Aku terduduk lemas di kursi taman. Bel masuk akan berbunyi lima belas menit lagi. Lumayan lah waktu seperempat jam untuk sedikit menenangkan hati. Setidaknya bebanku akan berkurang dengan menceritakan pada Rara, walau tak seberapa.
“Jadi, apa sekarang?”
Mulutku masih enggan untuk berkata. Rasanya kaku. Seperti terbungkam oleh rasa sakit dalam dadaku. Lukanya telah berhasil merobohkan benteng pertahananku. Selemah ini kah diriku. Ini baru permulaan, haruskah aku menyerah dan tumbang begitu saja. Ayolah, masalah hidup di depan sana masih banyak dan tentunya akan lebih berat dari yang telah menimpaku saat ini.

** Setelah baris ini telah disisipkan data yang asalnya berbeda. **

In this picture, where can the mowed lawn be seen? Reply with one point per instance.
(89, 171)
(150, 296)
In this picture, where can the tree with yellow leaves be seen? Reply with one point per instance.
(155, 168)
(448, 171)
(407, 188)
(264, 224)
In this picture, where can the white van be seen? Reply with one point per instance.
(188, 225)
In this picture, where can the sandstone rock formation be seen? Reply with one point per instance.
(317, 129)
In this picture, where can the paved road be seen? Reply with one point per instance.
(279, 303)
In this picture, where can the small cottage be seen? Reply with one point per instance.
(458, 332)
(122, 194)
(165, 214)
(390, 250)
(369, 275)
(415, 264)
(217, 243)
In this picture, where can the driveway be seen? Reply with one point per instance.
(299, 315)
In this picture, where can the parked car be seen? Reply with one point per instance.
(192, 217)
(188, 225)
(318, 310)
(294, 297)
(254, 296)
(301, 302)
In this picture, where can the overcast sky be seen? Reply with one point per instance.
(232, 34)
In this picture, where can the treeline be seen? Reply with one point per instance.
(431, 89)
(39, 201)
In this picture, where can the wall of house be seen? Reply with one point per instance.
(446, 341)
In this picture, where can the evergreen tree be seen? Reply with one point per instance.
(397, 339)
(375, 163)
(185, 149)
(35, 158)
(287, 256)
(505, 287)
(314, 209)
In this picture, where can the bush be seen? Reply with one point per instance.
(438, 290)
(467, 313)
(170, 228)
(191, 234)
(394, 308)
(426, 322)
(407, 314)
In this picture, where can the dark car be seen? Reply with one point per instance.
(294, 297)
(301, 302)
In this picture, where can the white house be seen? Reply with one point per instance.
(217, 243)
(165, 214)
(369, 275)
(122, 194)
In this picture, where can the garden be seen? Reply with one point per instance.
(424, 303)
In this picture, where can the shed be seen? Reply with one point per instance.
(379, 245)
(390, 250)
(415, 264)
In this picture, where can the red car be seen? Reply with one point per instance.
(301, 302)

“Kamu pasti udah bisa nebak kan apa yang mau aku ceritain ke kamu?”
Setelah mondar-mandir akhirnya Rara merasa lelah dan duduk di sampingku.
“Terus tu cewek kenapa bisa sedeket itu sama kakak kamu. Kemarin kamu bilang mau ngawasin kan kalau urusan tukeran nomor hp. Tapi nyatanya?”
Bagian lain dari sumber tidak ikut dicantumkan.